Battle of Lepanto - Aftermath

Aftermath

The engagement was a significant defeat for the Ottomans, who had not lost a major naval battle since the fifteenth century. The defeat was mourned by them as an act of Divine Will, contemporary chronicles recording that "the Imperial Fleet encountered the fleet of the wretched infidels and the will of God turned another way." To half of Christendom, this event encouraged hope for the downfall of "the Turk", the Satan-like personification of the Ottoman Empire, who was regarded as the "Sempiternal Enemy of the Christian". Indeed, the Empire lost all but 30 of its ships and as many as 30,000 men, and some Western historians have held it to be the most decisive naval battle anywhere on the globe since the Battle of Actium of 31 BC.

Despite the decisive defeat, the Ottoman Empire rebuilt its navy with a massive effort, by largely imitating the successful Venetian galeasses, in a very short time.

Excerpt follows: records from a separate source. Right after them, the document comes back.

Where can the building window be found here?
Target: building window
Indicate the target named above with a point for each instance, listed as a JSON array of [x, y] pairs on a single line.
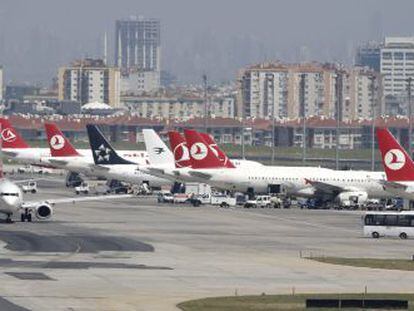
[[386, 55]]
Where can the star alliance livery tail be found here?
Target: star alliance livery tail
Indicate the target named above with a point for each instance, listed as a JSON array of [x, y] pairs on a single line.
[[158, 152], [219, 153], [59, 145], [201, 155], [398, 165], [180, 150], [11, 138], [102, 151]]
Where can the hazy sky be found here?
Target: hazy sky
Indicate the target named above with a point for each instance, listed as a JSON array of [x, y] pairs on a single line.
[[212, 36]]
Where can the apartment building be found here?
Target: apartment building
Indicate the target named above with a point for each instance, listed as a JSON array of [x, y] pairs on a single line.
[[179, 108], [397, 64], [311, 89], [89, 80]]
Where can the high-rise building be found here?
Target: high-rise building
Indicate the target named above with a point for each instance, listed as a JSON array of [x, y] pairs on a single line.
[[137, 44], [369, 55], [90, 80], [397, 64], [279, 90], [310, 89]]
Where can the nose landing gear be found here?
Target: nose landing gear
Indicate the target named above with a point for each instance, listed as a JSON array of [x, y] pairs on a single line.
[[26, 216]]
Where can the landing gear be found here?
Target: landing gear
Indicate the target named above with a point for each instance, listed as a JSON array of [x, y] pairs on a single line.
[[8, 219], [26, 216]]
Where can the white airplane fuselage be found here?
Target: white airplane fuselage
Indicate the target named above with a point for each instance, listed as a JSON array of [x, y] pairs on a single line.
[[42, 157], [11, 197], [129, 173], [296, 180]]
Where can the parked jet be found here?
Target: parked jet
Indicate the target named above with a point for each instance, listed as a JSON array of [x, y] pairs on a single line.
[[346, 187], [398, 165], [113, 166], [14, 146]]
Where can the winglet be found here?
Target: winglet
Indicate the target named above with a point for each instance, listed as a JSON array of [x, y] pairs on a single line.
[[398, 165], [11, 138], [59, 145], [180, 150], [102, 151], [201, 155]]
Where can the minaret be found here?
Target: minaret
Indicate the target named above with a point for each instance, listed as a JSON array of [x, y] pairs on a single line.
[[106, 48]]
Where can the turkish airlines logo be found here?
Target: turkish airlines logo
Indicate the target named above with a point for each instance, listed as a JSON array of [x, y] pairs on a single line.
[[223, 157], [8, 135], [181, 153], [394, 159], [57, 142], [198, 151]]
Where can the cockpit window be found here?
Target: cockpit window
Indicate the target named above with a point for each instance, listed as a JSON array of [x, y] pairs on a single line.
[[9, 194]]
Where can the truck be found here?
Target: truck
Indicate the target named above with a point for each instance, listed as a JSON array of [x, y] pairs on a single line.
[[82, 188], [31, 187], [214, 199], [264, 201]]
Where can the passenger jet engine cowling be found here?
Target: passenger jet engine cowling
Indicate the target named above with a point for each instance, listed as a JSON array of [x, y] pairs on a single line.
[[44, 211], [352, 198]]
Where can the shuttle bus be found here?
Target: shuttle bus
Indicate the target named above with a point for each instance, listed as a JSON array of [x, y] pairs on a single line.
[[389, 224]]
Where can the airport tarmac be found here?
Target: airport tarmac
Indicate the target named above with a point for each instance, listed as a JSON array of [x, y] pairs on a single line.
[[136, 254]]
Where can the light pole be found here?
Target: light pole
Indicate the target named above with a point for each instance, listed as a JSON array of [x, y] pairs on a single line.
[[303, 114], [410, 126], [270, 87], [205, 102], [339, 85], [373, 100]]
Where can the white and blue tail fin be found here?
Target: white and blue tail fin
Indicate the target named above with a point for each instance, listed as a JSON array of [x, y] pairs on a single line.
[[158, 152]]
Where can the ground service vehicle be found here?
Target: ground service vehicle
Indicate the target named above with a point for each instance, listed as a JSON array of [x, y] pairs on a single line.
[[213, 199], [83, 188], [263, 201], [31, 187], [165, 197], [389, 224]]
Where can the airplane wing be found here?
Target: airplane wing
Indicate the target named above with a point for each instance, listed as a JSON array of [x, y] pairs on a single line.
[[200, 175], [393, 185], [154, 170], [98, 167], [325, 187], [33, 204], [59, 162]]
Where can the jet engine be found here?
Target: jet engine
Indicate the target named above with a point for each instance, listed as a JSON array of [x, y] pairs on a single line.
[[44, 211], [352, 198]]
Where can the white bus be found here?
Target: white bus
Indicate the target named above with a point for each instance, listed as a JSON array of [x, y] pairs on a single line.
[[389, 224]]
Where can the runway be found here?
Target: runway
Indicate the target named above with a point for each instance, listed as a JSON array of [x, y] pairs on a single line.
[[136, 254]]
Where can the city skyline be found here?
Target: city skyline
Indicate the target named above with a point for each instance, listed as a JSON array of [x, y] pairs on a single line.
[[36, 38]]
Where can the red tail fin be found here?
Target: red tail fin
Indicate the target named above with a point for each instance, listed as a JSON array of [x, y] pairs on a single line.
[[201, 155], [59, 145], [179, 148], [219, 153], [11, 138], [397, 163]]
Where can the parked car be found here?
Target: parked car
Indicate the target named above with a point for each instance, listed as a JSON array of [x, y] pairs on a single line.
[[31, 187], [83, 188], [264, 201], [165, 197]]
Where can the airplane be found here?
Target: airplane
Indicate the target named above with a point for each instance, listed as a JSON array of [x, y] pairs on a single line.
[[398, 165], [15, 147], [179, 171], [345, 187], [112, 166], [12, 202]]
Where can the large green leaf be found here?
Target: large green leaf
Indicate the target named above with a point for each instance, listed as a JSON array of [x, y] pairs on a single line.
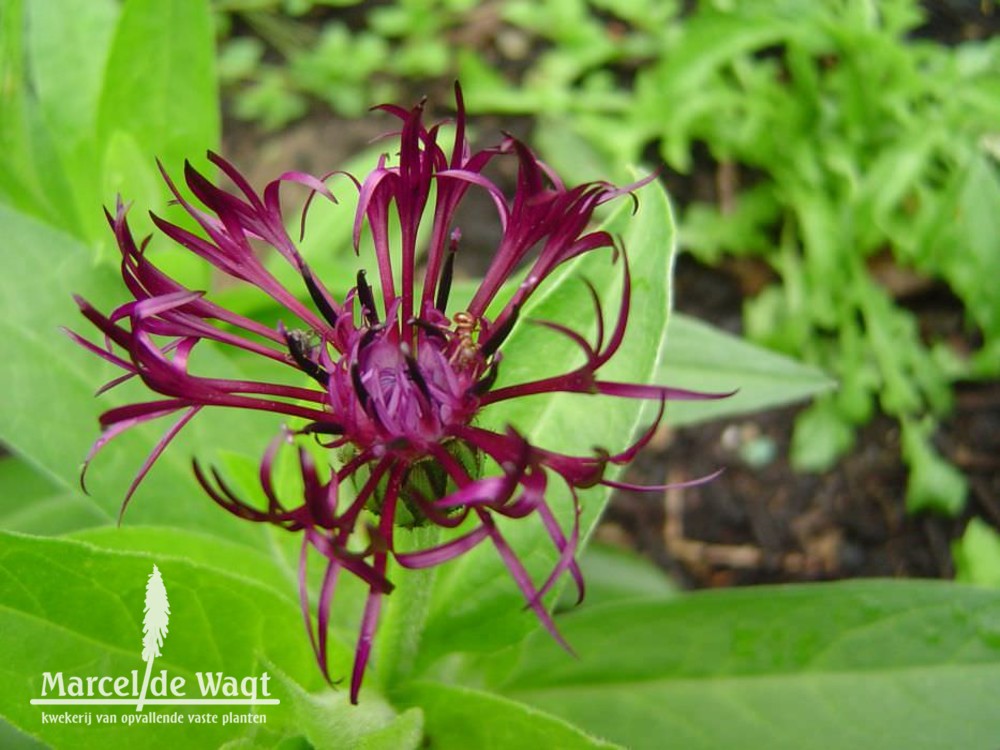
[[459, 718], [701, 356], [862, 664], [477, 605]]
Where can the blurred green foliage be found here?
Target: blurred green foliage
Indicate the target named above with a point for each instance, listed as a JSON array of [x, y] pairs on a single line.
[[846, 144]]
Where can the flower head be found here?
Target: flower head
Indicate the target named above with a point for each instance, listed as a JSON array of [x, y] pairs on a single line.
[[395, 378]]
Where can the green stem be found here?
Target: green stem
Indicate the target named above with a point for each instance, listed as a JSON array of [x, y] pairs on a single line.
[[406, 612]]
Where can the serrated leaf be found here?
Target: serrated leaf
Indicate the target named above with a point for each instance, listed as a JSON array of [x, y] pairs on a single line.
[[459, 717], [476, 605]]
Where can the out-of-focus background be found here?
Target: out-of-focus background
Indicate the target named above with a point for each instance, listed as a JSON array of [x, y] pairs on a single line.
[[833, 166]]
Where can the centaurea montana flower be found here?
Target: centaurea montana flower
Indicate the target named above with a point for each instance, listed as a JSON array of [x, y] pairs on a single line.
[[397, 379]]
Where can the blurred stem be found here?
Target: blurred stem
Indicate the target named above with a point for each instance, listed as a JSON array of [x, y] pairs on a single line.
[[406, 613]]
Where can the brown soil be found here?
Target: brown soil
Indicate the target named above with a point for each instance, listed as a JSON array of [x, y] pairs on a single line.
[[762, 523]]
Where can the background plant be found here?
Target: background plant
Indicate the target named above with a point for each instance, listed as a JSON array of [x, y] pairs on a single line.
[[856, 160]]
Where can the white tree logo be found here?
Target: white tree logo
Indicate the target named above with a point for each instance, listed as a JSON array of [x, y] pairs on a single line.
[[156, 615]]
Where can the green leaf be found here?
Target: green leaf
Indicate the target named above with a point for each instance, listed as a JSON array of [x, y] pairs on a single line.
[[160, 82], [861, 664], [702, 357], [977, 555], [266, 566], [476, 604], [614, 574], [68, 43], [67, 606], [32, 504], [459, 717]]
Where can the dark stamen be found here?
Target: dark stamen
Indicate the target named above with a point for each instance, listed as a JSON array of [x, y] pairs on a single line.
[[417, 377], [322, 304], [501, 334], [363, 396], [298, 346], [486, 382], [444, 288], [367, 300]]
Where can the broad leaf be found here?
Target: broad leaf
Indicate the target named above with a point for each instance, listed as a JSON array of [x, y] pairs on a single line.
[[700, 356], [458, 717], [865, 664], [45, 370], [477, 605], [73, 608]]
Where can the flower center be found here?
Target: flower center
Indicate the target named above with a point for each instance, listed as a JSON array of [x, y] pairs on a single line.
[[394, 397]]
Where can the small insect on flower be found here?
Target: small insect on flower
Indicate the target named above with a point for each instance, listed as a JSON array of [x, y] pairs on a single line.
[[397, 380]]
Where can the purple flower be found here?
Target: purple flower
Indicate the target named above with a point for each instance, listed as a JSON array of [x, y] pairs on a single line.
[[397, 377]]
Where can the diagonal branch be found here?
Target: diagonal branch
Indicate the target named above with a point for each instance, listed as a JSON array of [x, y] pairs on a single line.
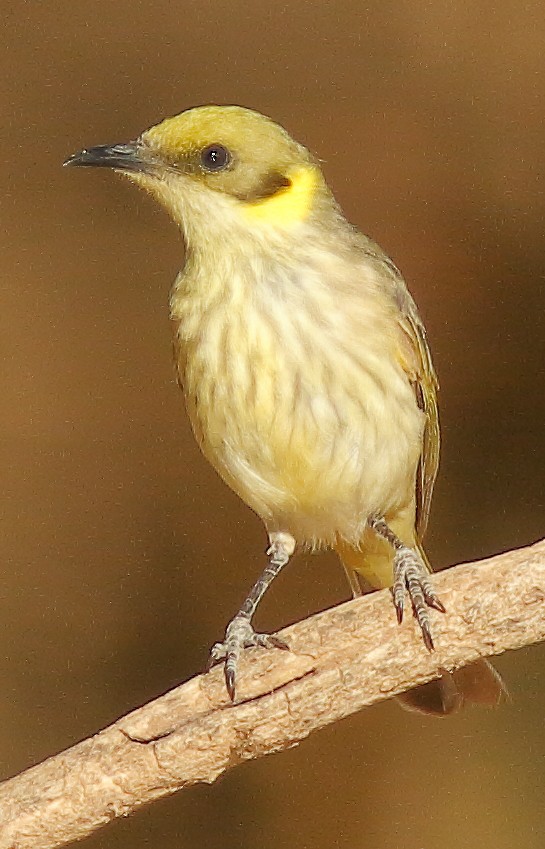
[[341, 660]]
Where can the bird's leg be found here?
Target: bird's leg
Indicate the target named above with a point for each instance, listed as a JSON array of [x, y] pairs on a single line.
[[412, 576], [240, 633]]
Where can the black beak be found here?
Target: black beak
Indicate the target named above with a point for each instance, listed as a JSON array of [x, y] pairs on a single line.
[[123, 157]]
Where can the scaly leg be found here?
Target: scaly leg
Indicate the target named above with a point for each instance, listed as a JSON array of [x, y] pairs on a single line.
[[412, 576], [240, 634]]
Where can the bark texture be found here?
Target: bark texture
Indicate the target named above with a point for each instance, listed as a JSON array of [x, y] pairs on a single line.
[[341, 660]]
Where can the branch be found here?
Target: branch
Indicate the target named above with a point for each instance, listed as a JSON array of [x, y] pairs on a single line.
[[341, 660]]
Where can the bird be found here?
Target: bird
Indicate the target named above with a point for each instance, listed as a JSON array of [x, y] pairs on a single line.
[[304, 364]]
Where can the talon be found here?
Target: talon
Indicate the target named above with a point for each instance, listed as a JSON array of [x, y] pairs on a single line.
[[240, 635], [411, 576], [230, 677]]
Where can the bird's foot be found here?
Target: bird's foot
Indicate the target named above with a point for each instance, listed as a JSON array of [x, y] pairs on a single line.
[[412, 576], [238, 636]]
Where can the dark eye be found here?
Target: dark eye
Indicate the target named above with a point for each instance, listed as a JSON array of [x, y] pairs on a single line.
[[215, 157]]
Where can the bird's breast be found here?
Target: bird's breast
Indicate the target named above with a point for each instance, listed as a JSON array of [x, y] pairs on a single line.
[[303, 412]]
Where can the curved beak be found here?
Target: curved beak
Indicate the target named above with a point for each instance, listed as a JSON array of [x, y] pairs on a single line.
[[122, 157]]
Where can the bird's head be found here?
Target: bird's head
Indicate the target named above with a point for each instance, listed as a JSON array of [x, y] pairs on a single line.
[[221, 164]]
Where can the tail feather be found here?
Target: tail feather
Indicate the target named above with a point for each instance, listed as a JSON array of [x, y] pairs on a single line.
[[477, 683]]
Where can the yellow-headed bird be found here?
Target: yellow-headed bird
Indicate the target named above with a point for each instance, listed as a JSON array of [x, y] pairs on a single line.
[[303, 361]]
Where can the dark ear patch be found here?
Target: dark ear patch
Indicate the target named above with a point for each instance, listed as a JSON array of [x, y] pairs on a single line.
[[271, 184]]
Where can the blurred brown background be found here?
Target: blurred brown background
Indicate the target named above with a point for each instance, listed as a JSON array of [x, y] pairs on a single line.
[[123, 554]]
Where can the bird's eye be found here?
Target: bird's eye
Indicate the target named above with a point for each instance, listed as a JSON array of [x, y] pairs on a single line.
[[215, 157]]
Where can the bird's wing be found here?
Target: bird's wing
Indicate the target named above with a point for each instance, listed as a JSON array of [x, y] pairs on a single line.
[[417, 363]]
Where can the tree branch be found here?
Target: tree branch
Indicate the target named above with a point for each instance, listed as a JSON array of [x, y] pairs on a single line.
[[341, 660]]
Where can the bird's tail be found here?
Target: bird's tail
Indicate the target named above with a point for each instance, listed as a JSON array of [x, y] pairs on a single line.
[[371, 568]]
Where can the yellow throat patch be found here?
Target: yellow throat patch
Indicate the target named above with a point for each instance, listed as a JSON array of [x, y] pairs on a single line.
[[289, 205]]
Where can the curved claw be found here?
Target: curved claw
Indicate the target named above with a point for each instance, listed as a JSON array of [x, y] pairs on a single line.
[[239, 636], [412, 577]]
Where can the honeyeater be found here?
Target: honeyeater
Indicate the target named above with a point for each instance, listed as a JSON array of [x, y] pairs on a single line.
[[304, 365]]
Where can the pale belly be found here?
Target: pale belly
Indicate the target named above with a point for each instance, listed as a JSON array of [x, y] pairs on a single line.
[[314, 448]]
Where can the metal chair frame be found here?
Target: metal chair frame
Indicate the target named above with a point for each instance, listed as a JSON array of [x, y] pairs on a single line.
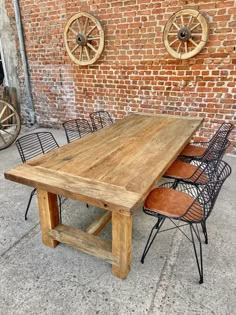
[[220, 135], [205, 196], [76, 129], [32, 145], [100, 119], [206, 167]]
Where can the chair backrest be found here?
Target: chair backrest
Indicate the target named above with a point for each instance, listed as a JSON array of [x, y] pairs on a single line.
[[217, 148], [34, 144], [206, 195], [100, 119], [223, 132], [76, 128]]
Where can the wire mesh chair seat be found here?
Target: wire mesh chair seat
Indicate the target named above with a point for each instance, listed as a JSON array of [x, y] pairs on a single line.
[[76, 128], [198, 150], [100, 119], [197, 172], [188, 204], [31, 146]]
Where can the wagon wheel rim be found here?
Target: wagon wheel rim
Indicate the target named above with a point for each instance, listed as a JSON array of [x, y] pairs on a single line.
[[10, 124], [84, 38], [185, 34]]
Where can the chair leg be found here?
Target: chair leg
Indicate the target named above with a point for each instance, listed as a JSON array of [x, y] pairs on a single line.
[[199, 264], [60, 202], [29, 202], [203, 223], [175, 184], [157, 226]]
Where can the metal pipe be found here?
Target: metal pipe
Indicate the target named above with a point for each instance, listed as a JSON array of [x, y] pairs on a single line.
[[24, 61]]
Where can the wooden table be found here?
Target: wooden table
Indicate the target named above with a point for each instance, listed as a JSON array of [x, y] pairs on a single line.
[[114, 169]]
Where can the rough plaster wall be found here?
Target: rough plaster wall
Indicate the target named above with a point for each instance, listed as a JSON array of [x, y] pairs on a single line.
[[9, 48]]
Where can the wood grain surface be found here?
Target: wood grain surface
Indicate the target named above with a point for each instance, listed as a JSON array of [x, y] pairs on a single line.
[[115, 167]]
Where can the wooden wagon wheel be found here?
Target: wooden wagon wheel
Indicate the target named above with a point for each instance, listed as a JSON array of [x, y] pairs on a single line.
[[185, 34], [10, 124], [84, 38]]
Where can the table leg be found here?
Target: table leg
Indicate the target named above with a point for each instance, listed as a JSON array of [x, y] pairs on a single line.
[[121, 243], [49, 215]]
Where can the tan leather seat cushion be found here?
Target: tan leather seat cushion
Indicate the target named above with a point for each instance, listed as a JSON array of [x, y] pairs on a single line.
[[193, 150], [172, 203], [183, 170]]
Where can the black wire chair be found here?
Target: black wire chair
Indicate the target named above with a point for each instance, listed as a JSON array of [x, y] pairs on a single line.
[[197, 172], [188, 204], [100, 119], [32, 145], [76, 128], [198, 150]]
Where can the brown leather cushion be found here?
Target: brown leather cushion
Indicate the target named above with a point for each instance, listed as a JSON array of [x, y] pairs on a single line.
[[183, 170], [173, 203], [193, 150]]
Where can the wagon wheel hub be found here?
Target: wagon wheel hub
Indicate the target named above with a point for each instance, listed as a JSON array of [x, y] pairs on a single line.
[[184, 34], [81, 39], [84, 38]]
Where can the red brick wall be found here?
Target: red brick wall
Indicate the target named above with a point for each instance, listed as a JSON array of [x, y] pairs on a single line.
[[135, 72]]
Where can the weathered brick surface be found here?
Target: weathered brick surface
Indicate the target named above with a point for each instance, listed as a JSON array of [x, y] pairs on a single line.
[[135, 72]]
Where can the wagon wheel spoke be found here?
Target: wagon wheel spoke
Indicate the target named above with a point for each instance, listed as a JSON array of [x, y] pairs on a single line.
[[87, 53], [74, 49], [91, 46], [79, 26], [188, 26], [3, 111], [4, 141], [90, 31], [174, 41], [72, 30], [80, 31], [195, 26]]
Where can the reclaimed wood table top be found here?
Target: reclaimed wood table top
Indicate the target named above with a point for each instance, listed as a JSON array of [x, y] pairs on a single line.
[[113, 168]]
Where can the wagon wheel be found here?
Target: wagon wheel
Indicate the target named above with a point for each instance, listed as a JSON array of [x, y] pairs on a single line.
[[84, 38], [185, 34], [9, 124]]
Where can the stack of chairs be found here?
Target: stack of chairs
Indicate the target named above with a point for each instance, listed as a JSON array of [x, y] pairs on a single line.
[[197, 178]]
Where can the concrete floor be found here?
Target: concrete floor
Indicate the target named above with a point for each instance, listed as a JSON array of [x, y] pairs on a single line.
[[35, 279]]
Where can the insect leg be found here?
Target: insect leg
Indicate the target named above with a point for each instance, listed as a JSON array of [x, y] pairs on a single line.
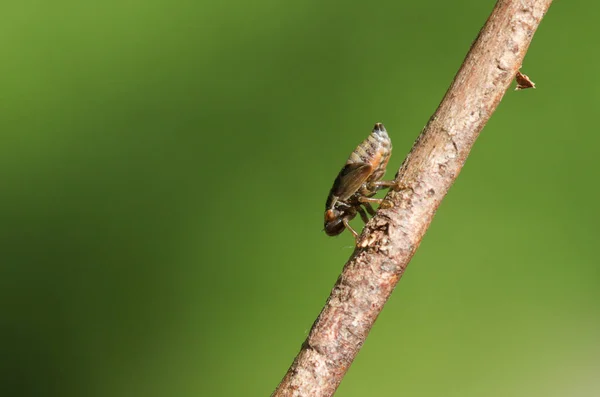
[[363, 214], [364, 199], [347, 224], [369, 208]]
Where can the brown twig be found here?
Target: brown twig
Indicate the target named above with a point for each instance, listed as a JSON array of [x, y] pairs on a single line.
[[390, 239]]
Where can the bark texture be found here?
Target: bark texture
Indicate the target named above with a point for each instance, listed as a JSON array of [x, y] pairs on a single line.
[[390, 239]]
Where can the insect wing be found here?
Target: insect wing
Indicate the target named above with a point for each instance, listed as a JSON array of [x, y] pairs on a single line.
[[350, 178]]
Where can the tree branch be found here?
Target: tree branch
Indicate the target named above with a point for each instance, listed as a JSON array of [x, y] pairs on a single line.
[[390, 239]]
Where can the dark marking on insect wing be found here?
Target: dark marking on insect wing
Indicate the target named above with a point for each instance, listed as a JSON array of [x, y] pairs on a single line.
[[358, 181]]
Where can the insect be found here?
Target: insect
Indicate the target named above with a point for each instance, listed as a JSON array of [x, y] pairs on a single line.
[[358, 182]]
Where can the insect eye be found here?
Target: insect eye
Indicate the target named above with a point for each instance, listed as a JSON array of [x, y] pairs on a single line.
[[331, 215]]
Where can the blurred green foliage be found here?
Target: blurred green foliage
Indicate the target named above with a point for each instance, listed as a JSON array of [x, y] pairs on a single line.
[[164, 168]]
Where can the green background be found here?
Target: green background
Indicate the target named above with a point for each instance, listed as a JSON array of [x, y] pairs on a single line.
[[164, 168]]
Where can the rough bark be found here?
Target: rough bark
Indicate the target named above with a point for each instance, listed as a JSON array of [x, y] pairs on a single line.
[[390, 239]]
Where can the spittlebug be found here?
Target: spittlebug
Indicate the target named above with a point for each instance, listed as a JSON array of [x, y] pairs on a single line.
[[358, 182]]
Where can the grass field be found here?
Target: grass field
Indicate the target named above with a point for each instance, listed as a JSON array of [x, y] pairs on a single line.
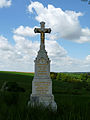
[[72, 98]]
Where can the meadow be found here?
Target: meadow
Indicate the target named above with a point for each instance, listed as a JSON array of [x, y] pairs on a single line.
[[71, 92]]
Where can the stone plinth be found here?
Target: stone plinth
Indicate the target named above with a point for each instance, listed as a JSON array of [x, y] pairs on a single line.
[[42, 83]]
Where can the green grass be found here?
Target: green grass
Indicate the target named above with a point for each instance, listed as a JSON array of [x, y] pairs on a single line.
[[72, 98]]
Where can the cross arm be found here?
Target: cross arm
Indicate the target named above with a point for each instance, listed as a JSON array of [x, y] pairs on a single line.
[[47, 30], [37, 30]]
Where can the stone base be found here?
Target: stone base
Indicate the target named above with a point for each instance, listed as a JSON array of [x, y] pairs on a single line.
[[45, 100]]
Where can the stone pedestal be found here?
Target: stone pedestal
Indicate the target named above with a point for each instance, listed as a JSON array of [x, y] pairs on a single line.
[[42, 83]]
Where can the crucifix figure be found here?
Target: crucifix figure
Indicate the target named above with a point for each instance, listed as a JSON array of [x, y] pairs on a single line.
[[42, 30]]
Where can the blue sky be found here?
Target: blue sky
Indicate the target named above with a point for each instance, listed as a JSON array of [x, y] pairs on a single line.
[[68, 45]]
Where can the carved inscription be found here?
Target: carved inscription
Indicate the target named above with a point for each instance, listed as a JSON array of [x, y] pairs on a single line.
[[42, 67], [42, 87]]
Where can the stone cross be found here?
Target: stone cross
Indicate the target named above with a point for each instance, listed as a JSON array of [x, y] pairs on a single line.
[[42, 30]]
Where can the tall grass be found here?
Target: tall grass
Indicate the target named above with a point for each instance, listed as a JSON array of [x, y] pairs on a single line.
[[13, 105]]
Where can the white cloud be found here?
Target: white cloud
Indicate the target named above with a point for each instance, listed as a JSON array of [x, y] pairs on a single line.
[[21, 56], [64, 24], [5, 3], [24, 31]]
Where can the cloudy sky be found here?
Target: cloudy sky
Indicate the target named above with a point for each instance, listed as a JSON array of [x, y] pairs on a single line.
[[68, 45]]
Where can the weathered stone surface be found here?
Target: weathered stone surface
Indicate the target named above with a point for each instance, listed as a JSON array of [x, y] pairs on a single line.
[[42, 83]]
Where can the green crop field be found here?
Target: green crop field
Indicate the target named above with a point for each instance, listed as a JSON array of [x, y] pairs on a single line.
[[71, 92]]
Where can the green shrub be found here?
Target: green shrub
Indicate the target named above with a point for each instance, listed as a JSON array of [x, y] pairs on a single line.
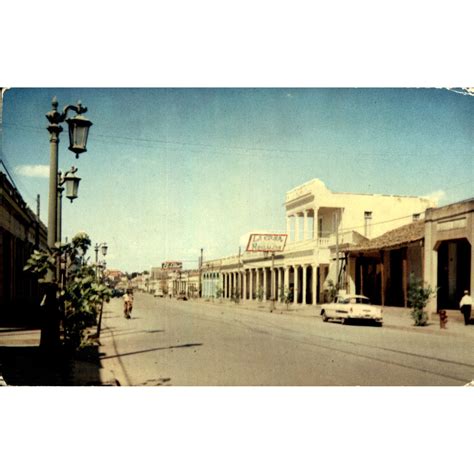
[[81, 294], [418, 297]]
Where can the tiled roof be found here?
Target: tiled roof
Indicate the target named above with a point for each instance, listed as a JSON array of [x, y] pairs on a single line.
[[394, 238]]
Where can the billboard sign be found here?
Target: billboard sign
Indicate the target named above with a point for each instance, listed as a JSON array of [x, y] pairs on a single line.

By 1572, about six months after the defeat, more than 150 galleys and 8 galleasses, in total 250 ships had been built, including eight of the largest capital ships ever seen in the Mediterranean. With this new fleet the Ottoman Empire was able to reassert its supremacy in the Eastern Mediterranean On 7 March 1573 the Venetians thus recognized by treaty the Ottoman possession of Cyprus, whose last Venetian possession, Famagosta, had fallen to the Turks under Piyale Pasha on 3 August 1571, just two months before Lepanto, and remained Turkish for the next three centuries, and that summer the Ottoman Navy attacked the geographically vulnerable coasts of Sicily and southern Italy. Sultan Selim II's Chief Minister, the Grand Vizier Mehmed Sokullu, argued to the Venetian emissary Marcantonio Barbaro that the Christian triumph at Lepanto made no lasting harm to the Ottoman Empire, while the capture of Cyprus by the Ottomans in the same year was a significant blow, saying that:

You come to see how we bear our misfortune. But I would have you know the difference between your loss and ours. In wresting Cyprus from you, we deprived you of an arm; in defeating our fleet, you have only shaved our beard. An arm when cut off cannot grow again; but a shorn beard will grow all the better for the razor.

Numerous historians pointed out the historical importance of the battle and how it served as a turning point in history. For instance, it is argued that while the ships were relatively easily replaced, it proved much harder to man them, since so many experienced sailors, oarsmen and soldiers had been lost. The loss of so many of its experienced sailors at Lepanto sapped the fighting effectiveness of the Ottoman Navy, a fact emphasized by their avoidance of major confrontations with Christian navies in the years following the battle. Other historians(?) have suggested that the reason for the Turks being contained at the time had less to do with the battle of Lepanto but the fact that they had to contend with a series of wars with Persia a strong military power at the time.

After 1580, the discouraged Ottomans left the fleet to rot in the waters of the Horn. Especially critical was the loss of most of the caliphate's composite bowmen, which, far beyond ship rams and early firearms, were the Ottoman's main embarked weapon. British historian John Keegan noted that the losses in this highly specialized class of warrior were irreplaceable in a generation, and in fact represented "the death of a living tradition" for the Ottomans. Historian Paul K. Davis has argued that:

This Turkish defeat stopped Turkey's expansion into the Mediterranean, thus maintaining western dominance, and confidence grew in the west that Turks, previously unstoppable, could be beaten.

Thus, this victory for the Holy League was historically important not only because the Turks lost 80 ships sunk and 130 captured by the Allies, and 30,000 men killed (not including 12,000 Christian galley slaves who were freed) while allied losses were 7,500 men and 17 galleys—but because the victory heralded the end of Turkish supremacy in the Mediterranean.

However, in 1574, the Ottomans retook the strategic city of Tunis from the Spanish-supported Hafsid dynasty, which had been re-installed after Don Juan's forces reconquered the city from the Ottomans the year before. Thanks to the long-standing Franco-Ottoman alliance, the Ottomans were able to resume naval activity in the western Mediterranean. In 1579 the capture of Fez completed Ottoman conquests in Morocco that had begun under Süleyman the Magnificent. The establishment of Ottoman suzerainty over the area placed the entire southern coast of the Mediterranean from the Straits of Gibraltar to Greece under Ottoman authority, with the exceptions of the Spanish-controlled trading city of Oran and strategic settlements such as Melilla and Ceuta.